From 806c9cd19a24e27e91c31a1f56f140cbcae32c02 Mon Sep 17 00:00:00 2001
From: Neil Pankey <npankey@gmail.com>
Date: Thu, 17 Sep 2020 21:08:40 -0700
Subject: [PATCH] yajsv: UTF-16 and BOM handling

---
 main.go | 65 +++++++++++++++++++++++++++++++++++++++++++++++++++++++--
 1 file changed, 63 insertions(+), 2 deletions(-)

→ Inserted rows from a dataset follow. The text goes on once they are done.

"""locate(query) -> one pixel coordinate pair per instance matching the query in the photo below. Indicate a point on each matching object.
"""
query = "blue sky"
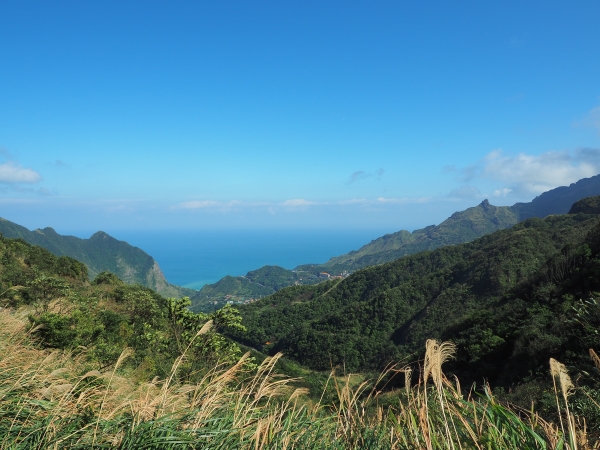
(202, 115)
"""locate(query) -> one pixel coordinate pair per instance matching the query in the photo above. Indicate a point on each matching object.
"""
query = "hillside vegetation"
(462, 226)
(509, 300)
(100, 253)
(104, 364)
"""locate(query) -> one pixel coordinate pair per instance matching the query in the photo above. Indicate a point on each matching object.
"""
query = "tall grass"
(52, 400)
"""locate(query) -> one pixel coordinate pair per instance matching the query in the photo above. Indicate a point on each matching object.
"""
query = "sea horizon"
(193, 258)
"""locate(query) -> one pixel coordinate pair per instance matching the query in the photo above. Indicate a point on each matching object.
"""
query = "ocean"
(195, 258)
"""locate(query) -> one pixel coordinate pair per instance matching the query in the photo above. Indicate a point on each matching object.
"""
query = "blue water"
(195, 258)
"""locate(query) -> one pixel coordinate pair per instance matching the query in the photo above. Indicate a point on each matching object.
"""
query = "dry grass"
(51, 400)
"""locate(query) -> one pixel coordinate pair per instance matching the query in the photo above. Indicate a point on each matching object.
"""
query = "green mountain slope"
(463, 226)
(510, 300)
(256, 284)
(99, 253)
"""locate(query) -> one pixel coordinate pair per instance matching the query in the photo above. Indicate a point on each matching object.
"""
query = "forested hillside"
(509, 300)
(100, 253)
(462, 226)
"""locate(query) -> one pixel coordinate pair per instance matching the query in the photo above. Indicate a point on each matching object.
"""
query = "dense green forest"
(105, 364)
(100, 253)
(509, 300)
(106, 315)
(255, 284)
(462, 226)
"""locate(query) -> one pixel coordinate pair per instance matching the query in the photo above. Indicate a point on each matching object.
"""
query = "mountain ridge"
(100, 252)
(460, 227)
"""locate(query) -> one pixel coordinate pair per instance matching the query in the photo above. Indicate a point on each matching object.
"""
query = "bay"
(192, 258)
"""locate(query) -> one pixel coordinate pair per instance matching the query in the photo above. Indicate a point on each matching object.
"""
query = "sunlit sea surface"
(195, 258)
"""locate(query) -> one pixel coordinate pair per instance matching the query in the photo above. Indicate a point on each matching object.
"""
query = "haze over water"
(195, 258)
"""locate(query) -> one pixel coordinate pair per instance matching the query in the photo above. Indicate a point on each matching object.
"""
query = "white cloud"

diff --git a/main.go b/main.go
index 8ee1767..766b97e 100644
--- a/main.go
+++ b/main.go
@@ -2,8 +2,11 @@
 // a provided JSON Schema - https://json-schema.org/
 package main
 
+//go:generate go run gen_testdata.go
+
 import (
 	"bufio"
+	"bytes"
 	"flag"
 	"fmt"
 	"io"
@@ -15,21 +18,37 @@ import (
 	"strings"
 	"sync"
 
+	"golang.org/x/text/encoding"
+	"golang.org/x/text/encoding/unicode"
+
 	"github.com/ghodss/yaml"
 	"github.com/mitchellh/go-homedir"
 	"github.com/xeipuuv/gojsonschema"
 )
 
 var (
-	version     = "v1.3.0-dev"
+	version     = "v1.4.0-dev"
 	schemaFlag  = flag.String("s", "", "primary JSON schema to validate against, required")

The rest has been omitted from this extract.